The IVT 0.014" Railwire™ is intended to facilitate the navigation and placement of angioplasty and interventional devices through tortuous peripheral and coronary vessels.

The IVT 0.014" Railwire™ is constructed from a stainless steel core wire that is distally tapered and fitted with a gold alloy coil. To minimize blood vessel trauma and to facilitate maneuverability, the distal tip is extremely flexible. The core is nominally 0.0136" in diameter. The coil, approximately 1.2 * in length with a nominal diameter of 0.0136", is made from a single continuous radiopaque gold alloy wire that has two different wind spacings. Both the core and coil are single continuous pieces that are secured together at two points. The core is inserted into the coil lumen and attached at the distal end utilizing a plasma arc technology that brazes the end of the gold alloy coil to the cylindrical bulb. This special process results in the formation of a gold alloy sphere. The proximal end of the coil is secured to the stainless steel core using a silver alloy solder. This design provides both unibody integrity and flexibility. The IVT Railwire™ will be manufactured in various lengths ranging from 100 to 300 cms. All Railwire™s will receive a final parylene (polypara-xylyene) coating prior to packaging and sterilization. Steering or guidance of the wire is achieved by shaping the tip and rotating the proximal end of the wire, thereby transmitting torque along the axis of the core to the flexible tip. This redirects the shaped tip of the Railwire™ allowing selection or avoidance of branch vessels, thus facilitating navigation in tortuous vessels.

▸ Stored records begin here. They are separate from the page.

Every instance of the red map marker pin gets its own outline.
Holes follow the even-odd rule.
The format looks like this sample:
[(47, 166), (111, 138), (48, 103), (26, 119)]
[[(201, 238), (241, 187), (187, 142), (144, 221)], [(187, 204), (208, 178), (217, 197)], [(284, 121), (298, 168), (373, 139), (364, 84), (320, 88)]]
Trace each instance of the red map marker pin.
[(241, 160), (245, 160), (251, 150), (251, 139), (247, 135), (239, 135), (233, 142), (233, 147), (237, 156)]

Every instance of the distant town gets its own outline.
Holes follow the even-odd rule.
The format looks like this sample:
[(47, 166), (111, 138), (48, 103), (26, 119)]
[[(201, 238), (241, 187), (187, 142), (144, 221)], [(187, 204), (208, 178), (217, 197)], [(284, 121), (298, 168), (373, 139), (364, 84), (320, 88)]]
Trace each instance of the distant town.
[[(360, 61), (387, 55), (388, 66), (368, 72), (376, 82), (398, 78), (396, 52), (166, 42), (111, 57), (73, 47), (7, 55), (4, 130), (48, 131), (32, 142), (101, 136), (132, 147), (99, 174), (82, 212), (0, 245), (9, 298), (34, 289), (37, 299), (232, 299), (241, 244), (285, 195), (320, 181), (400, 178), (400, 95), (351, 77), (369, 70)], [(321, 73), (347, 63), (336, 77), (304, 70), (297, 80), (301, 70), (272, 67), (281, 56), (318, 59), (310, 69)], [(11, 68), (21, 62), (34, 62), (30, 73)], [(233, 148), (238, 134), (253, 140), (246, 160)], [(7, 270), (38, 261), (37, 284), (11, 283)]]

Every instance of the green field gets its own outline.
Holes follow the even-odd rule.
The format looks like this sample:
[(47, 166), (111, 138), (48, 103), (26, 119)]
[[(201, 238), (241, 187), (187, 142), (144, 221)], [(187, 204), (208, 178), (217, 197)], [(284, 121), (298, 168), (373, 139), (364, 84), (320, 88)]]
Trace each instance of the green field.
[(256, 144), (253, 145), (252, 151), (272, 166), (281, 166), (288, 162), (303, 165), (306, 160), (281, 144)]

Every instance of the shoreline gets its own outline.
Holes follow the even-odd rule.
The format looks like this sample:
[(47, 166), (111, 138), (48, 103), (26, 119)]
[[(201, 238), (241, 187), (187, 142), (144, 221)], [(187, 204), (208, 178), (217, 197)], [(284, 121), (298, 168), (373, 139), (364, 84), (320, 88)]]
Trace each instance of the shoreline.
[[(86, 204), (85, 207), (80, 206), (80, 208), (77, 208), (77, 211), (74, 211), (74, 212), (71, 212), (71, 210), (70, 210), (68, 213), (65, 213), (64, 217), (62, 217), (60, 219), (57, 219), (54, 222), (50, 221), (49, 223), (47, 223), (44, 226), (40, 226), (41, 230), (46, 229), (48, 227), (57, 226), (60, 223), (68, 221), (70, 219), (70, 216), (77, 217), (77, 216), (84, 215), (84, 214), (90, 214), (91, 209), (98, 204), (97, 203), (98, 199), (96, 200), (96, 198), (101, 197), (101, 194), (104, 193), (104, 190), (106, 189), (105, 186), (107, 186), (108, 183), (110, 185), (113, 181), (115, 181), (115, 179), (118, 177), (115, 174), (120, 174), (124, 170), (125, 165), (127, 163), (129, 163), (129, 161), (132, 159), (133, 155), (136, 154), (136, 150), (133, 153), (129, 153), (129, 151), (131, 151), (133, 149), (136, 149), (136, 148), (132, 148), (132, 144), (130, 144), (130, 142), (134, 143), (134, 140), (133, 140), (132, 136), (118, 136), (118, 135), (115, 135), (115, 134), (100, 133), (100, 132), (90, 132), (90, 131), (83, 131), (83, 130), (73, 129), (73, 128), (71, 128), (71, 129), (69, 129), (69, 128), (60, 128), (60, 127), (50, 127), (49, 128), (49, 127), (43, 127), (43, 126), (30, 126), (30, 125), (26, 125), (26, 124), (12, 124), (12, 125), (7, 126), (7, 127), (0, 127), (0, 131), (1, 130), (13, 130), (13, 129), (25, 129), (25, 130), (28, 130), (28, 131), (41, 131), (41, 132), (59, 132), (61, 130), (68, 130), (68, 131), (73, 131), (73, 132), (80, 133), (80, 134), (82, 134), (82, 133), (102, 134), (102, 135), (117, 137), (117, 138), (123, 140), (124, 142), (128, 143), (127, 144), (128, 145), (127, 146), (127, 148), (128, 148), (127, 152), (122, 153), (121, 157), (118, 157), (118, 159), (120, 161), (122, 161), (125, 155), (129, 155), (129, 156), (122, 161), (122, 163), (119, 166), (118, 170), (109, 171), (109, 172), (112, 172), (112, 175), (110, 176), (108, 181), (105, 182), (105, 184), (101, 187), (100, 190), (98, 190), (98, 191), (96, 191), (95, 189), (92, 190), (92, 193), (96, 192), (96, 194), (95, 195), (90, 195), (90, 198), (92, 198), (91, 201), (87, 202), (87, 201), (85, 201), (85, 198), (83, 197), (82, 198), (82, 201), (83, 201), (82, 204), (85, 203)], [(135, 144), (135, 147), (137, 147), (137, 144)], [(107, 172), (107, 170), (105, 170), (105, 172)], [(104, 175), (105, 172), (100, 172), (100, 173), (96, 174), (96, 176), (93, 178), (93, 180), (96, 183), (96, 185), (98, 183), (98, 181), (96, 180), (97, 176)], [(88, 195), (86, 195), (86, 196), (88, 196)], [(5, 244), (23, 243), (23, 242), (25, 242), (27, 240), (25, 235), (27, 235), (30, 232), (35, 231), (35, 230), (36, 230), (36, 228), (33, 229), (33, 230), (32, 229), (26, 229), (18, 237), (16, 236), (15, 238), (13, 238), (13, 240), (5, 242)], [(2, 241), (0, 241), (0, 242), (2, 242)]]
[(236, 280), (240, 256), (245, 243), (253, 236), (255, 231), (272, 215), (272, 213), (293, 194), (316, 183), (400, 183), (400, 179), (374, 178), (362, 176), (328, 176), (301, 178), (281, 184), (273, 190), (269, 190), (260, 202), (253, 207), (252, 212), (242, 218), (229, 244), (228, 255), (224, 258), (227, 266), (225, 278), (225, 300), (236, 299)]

This document describes a medical device, the IVT 0.014" Railwire™, a guidewire. It does not contain information about studies related to AI/ML device performance, acceptance criteria, or ground truth establishment as it predates modern AI/ML medical device evaluations. The request for information such as "acceptance criteria," "sample size for test set," "number of experts," "adjudication method," "MRMC comparative effectiveness study," "standalone performance," "type of ground truth," "sample size for training set," and "how ground truth for training set was established" are all related to the evaluation of AI/ML-driven devices.

Therefore, since the provided text describes a physical medical device (a guidewire) and not an AI/ML-driven device, the requested information (acceptance criteria, study details, expert involvement, and ground truth for AI/ML evaluation) is not applicable or available within the given document.

The document discusses:

• Device Description: Construction materials (stainless steel, gold alloy coil), dimensions, coating (parylene), and mechanism of steering.
• Intended Use: To facilitate navigation and placement of angioplasty and interventional devices through tortuous peripheral and coronary vessels.
• Substantial Equivalence: Comparison to predicate guidewire devices (IVT 0.014" Guidewire, IVT 0.014" Peripheral Guidewire, Cook Family of Guidewires) based on intended use, materials, design, technical characteristics, labeling, biocompatibility, and physical performance testing.

It concludes that the device is safe, effective, and substantially equivalent to similar marketed devices based on these traditional medical device evaluation standards.